Historically consisting of the region north of the Amazon and east of the Orinoco, Guiana was colonised by the Dutch and the British, before becoming independent Guyana in 1966. The country combines Caribbean coastal fauna and flora with Amazonian wildlife, including such species as the iconic jaguar and the beautiful Guianan cock-of-the-rock.
Lying between the United States and the Central American isthmus, Mexico has Gulf of Mexico/Caribbean and Pacific coastlines, separated by extensions of the Rocky Mountains. The volcanic Sierra Nevada runs east-west with peaks reaching over 5,000 metres. This contorted topography explains the region’s remarkable biodiversity.

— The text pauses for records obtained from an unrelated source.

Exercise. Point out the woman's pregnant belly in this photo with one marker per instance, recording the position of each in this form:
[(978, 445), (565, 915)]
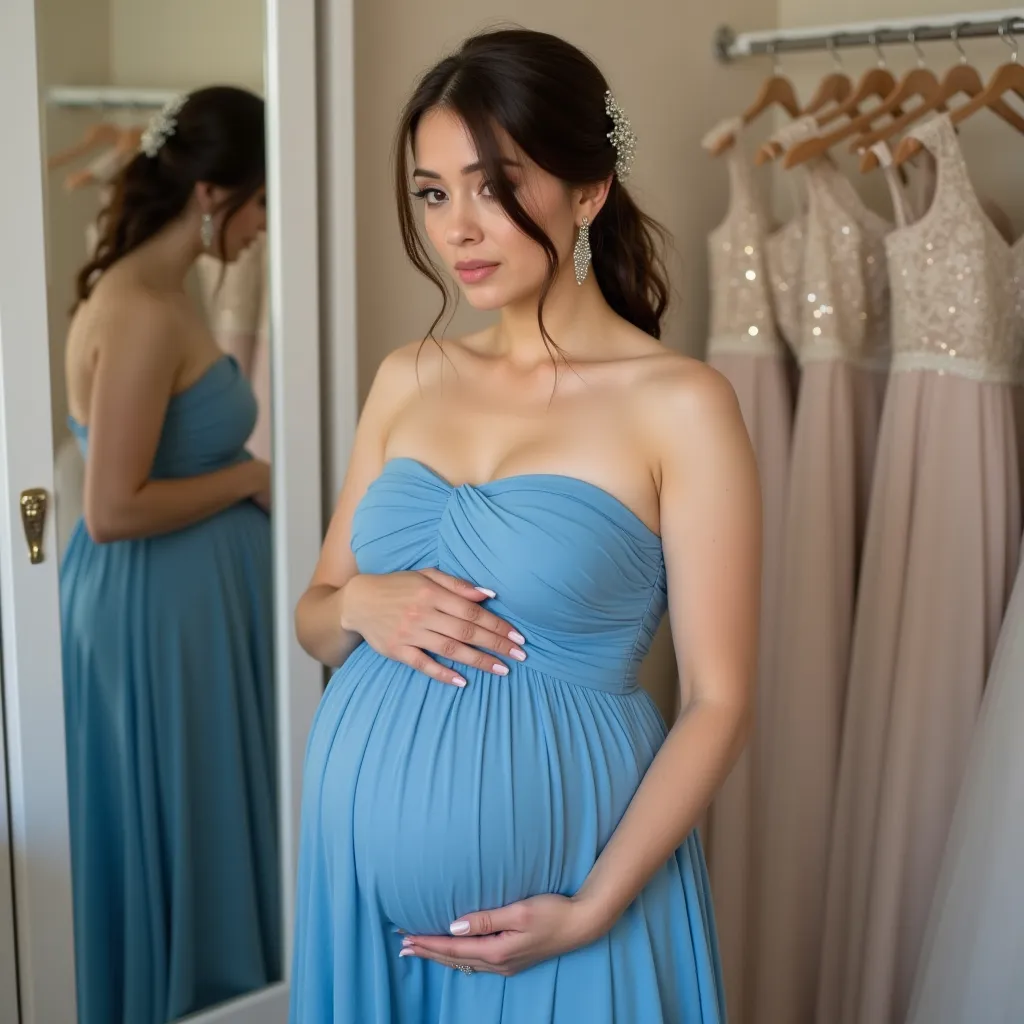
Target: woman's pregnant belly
[(452, 801)]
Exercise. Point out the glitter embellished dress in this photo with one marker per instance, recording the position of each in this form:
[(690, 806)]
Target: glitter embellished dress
[(744, 346), (843, 348), (941, 550)]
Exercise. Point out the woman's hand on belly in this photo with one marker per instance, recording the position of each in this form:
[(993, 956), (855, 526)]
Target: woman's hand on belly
[(409, 615), (511, 939)]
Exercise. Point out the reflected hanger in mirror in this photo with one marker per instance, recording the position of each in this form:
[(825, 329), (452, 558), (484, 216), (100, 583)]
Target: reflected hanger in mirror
[(107, 166), (962, 79), (834, 88), (776, 90), (878, 82), (1008, 78), (103, 133)]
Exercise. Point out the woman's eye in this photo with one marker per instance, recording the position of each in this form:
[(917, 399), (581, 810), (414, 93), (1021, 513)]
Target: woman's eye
[(431, 196)]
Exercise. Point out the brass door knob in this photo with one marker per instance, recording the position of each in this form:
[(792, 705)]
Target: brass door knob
[(34, 503)]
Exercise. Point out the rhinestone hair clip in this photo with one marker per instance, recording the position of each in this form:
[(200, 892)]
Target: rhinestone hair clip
[(622, 137), (162, 126)]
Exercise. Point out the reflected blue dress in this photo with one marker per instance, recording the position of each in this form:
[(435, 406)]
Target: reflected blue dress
[(423, 802), (171, 740)]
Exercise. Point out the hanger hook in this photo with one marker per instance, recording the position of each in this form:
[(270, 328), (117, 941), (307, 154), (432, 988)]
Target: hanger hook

Peru habitat is divided into three key regions. The Andes Mountains run parallel to the Pacific Ocean. The costa (coast), to the west, a narrow plain, largely arid except for valleys created by seasonal rivers. The third region is the selva (jungle), a wide expanse of flat terrain covered by the Amazon rainforest that extends east.
The two main islands of Trinidad and Tobago, the most southerly nation in the Caribbean, are distinctly different. Tobago is a premier ecotourism destination with ancient rainforest and spectacular coral reefs. Trinidad is considered to be more “ordinary”, though its coasts and interior conceal numerous wildlife experiences.